It sounds to me that the individual hypotheses you want to test are:
  1) A = B = C  (maybe)
  2) A > D
  3) B > D
  4) C > D
  5) (or maybe the average of A, B, C, pooling them together, > D?)
  6) D > E1
  7) E1 > F1
  8) F1 > E2
  9) E2 > F2
  10) average(E1, E2) > average(F1, F2)
  11) average(E1, F1) > average(E2, F2)
Does that sound right?

Certainly it'd be possible to test all of these by setting up
particular clever coding schemes and then testing whether individual
model coefficients are different from zero, but it'd be a hassle and
you'd need multiple different coding schemes to get all of them.
Fortunately, for ordinary regression models (those with with lm, glm,
mlm, and maybe others), you don't have to -- you can use a "linear
hypothesis test" to test for differences between coefficients
directly. (The result is the exact same F test you'd get by setting up
the clever contrast coding.)

I like the 'lht' function in package 'car' for doing this. The easiest
way to do this is to fit your model without an intercept, like "y ~ 0
+ factor", so that R will use "dummy" encoding and the model
parameters will just be the mean of each group. Then you can write
tests to compare those means. Note that when we want to test whether X
is greater than Y, then as usual we test the null hypothesis of
equality -- but if lht rejects the null, then its output doesn't
actually tell you in which direction it rejected it. You have to look
and see which side was bigger yourself.

# Example setup:
> library(car)
> my.factor <- factor(rep(c("A", "B", "C", "D", "E1", "E2", "F1", "F2"), 3))
> set.seed(0)
> fake.response <- rnorm(length(my.factor))
> model <- lm(fake.response ~ 0 + my.factor)
> model
Call:
lm(formula = fake.response ~ 0 + my.factor)

Coefficients:
 my.factorA   my.factorB   my.factorC   my.factorD  my.factorE1  my.factorE2
    0.50314      0.39550      0.84303     -0.25471     -0.31909     -0.48401
my.factorF1  my.factorF2
   -0.36482      0.03265

Now to run hypothesis tests:
1) test A = B = C: lht(model, c("my.factorA = my.factorB", "my.factorB
= my.factorC"))
Linear hypothesis test

Hypothesis:
my.factorA - my.factorB = 0
my.factorB - my.factorC = 0

Model 1: fake.response ~ 0 + my.factor
Model 2: restricted model

  Res.Df    RSS Df Sum of Sq      F Pr(>F)
1     16 15.717
2     18 16.044 -2  -0.32739 0.1666  0.848

I won't give outputs for the rest, but to give you the idea:
2) test A > D: lht(model, "my.factorA = my.factorD")
3) test B > D: lht(model, "my.factorB = my.factorD")
4) test C > D: lht(model, "my.factorC = my.factorD")
5) test the average of A, B, C > D: lht(model, "my.factorA +
my.factorB + my.factorC = 3*my.factorD")
  (note, if there are a different number of observations of A, B, C,
then there are actually two ways to do this; when you average the A,
B, C coefficients then you might gain a smidgen more power by
weighting them each by the number of observations. That would
correspond to averaging all the observations without regard to whether
they were A or B or C; the above corresponds to averaging all the A
observations, the B observations, and the C observations separately,
and then averaging the averages. This distinction probably doesn't
matter much in practice.)
6) test D > E1: lht(model, "my.factorD = my.factorE1")
7) test E1 > F1: lht(model, "my.factorE1 = my.factorF1")
8) test F1 > E2: lht(model, "my.factorF1 = my.factorE2")
9) test E2 > F2: lht(model, "my.factorE2 = my.factorF2")
10) test average(E1, E2) > average(F1, F2): lht(model, "my.factorE1 +
my.factorE2 = my.factorF1 + my.factorF2")
11) test average(E1, F1) > average(E2, F2): lht(model, "my.factorE1 +
my.factorF1 = my.factorE2 + my.factorF2")

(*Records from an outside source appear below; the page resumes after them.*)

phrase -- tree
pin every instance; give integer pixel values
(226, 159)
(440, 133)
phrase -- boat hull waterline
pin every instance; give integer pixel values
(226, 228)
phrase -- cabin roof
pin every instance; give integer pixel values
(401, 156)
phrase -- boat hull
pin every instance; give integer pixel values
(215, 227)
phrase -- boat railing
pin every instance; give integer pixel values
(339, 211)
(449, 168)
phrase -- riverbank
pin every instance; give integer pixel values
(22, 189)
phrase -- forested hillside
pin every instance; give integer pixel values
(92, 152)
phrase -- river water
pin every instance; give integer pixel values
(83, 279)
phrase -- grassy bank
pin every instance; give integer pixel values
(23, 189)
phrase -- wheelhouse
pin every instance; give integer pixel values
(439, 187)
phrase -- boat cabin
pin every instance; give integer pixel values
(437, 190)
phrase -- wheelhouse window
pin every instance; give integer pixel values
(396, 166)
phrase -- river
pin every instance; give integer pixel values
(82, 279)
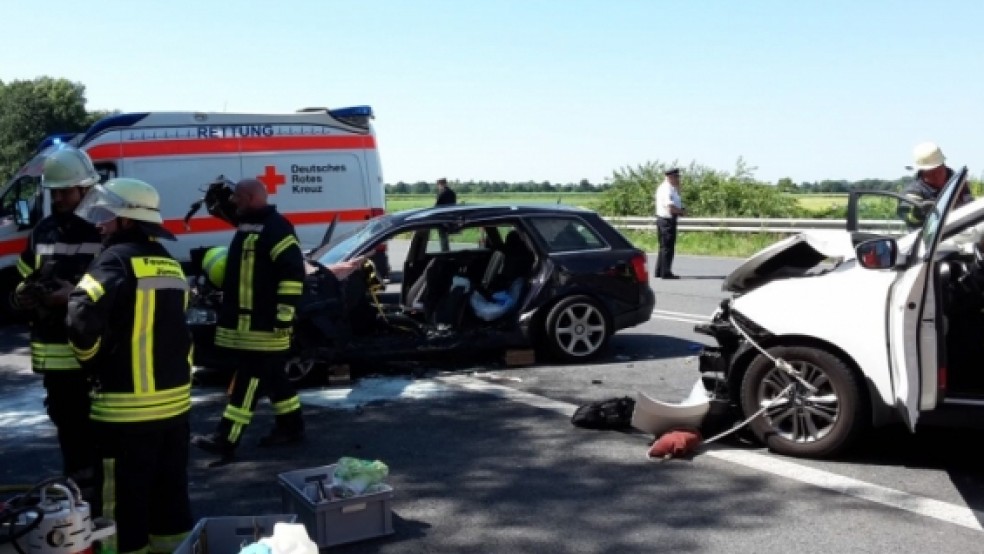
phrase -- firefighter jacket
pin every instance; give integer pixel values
(262, 285)
(126, 324)
(59, 247)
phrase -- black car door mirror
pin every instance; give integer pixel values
(22, 213)
(877, 253)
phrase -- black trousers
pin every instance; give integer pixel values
(666, 226)
(260, 374)
(67, 403)
(145, 485)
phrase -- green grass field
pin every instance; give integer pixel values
(400, 202)
(821, 202)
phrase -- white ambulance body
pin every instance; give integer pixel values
(316, 164)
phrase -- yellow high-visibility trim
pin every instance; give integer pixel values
(124, 400)
(86, 354)
(285, 312)
(139, 414)
(156, 266)
(109, 499)
(251, 340)
(246, 269)
(53, 355)
(292, 404)
(91, 287)
(284, 244)
(290, 288)
(23, 268)
(142, 342)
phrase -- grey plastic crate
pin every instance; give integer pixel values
(337, 521)
(227, 535)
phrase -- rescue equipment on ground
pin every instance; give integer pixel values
(52, 518)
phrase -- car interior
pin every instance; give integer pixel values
(439, 280)
(960, 290)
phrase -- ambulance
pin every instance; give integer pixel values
(319, 165)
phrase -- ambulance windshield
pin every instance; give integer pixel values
(24, 185)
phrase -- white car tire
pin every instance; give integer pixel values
(816, 423)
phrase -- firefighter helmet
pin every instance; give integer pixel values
(213, 264)
(121, 197)
(66, 167)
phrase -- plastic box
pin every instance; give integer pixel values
(336, 521)
(227, 535)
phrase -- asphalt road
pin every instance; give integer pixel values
(484, 459)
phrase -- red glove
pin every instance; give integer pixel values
(675, 444)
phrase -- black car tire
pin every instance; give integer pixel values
(812, 424)
(576, 329)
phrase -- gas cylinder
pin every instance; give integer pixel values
(66, 526)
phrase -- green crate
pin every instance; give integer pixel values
(336, 521)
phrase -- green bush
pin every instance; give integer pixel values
(706, 193)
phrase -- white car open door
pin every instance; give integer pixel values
(912, 319)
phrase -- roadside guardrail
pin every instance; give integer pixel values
(756, 225)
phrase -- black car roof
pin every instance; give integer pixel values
(460, 212)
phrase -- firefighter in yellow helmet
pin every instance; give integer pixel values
(58, 250)
(262, 285)
(127, 327)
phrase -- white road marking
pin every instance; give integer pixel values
(680, 316)
(928, 507)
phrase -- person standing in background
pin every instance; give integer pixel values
(669, 206)
(445, 196)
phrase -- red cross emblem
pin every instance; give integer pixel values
(271, 179)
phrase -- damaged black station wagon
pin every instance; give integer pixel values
(480, 277)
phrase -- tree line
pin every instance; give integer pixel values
(31, 110)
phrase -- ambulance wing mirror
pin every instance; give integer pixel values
(218, 202)
(22, 213)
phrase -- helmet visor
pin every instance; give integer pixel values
(101, 205)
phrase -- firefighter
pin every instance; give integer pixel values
(58, 250)
(126, 325)
(261, 287)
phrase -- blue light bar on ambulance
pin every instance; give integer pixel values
(351, 112)
(58, 138)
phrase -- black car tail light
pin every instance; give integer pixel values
(639, 265)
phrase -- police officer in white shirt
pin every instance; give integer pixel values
(669, 206)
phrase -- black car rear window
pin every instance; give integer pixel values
(562, 234)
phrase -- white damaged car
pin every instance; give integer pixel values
(828, 334)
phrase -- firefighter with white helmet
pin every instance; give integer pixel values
(932, 174)
(126, 325)
(58, 250)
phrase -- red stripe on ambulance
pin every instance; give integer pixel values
(189, 147)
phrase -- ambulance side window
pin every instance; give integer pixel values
(106, 171)
(26, 188)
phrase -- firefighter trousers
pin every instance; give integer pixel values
(67, 403)
(260, 374)
(145, 484)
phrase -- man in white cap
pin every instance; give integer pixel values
(932, 174)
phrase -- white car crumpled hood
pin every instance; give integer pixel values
(790, 257)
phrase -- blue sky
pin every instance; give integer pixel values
(548, 90)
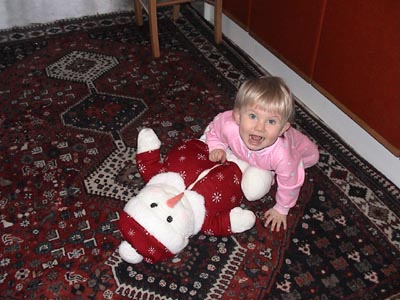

If you're looking for "main effects" of E vs. F, 1 vs. 2, then it's
probably a good idea to also check for the interaction, since "main
effects" are only really interpretable as such if the two factors
combine additively (i.e., there is no interaction). To test for the
interaction:
  lht(model, "my.factorE1 + my.factorF2 = my.factorE2 + my.factorF1")

Note that these tests of the "embedded 2 x 2" model will give slightly
different results than if you fit a standard 2x2 ANOVA to just the
E1/E2/F1/F2 data. Conceptually, the way an ANOVA test work is to first
look at the size of the effect, and then use the residuals to estimate
how much noise there was, and compare the size of the effect to the
level of noise. If you fit the 2x2 model, then you would get the exact
same effects, but now you would use only the residuals from the
E1/E2/F1/F2 to estimate the amount of noise; in the lht-based "ANOVA"
tests above, you use the full data set's residuals to estimate the
level of noise. So they'll get a different estimate. Assuming your
groups *do* have equal levels of noise, this different estimate will
be more accurate (and this is reflected in a higher number of degrees
of freedom in the lht-based F tests), and you'll get a bit more power
than if you fit the 2x2 model.

In general, lht can perform any test whose null hypothesis can be
expressed as a set of linear equations on your model coefficients; all
the classic regression and ANOVA tests are simple special cases of
this.

Hope that helps,
-- Nathaniel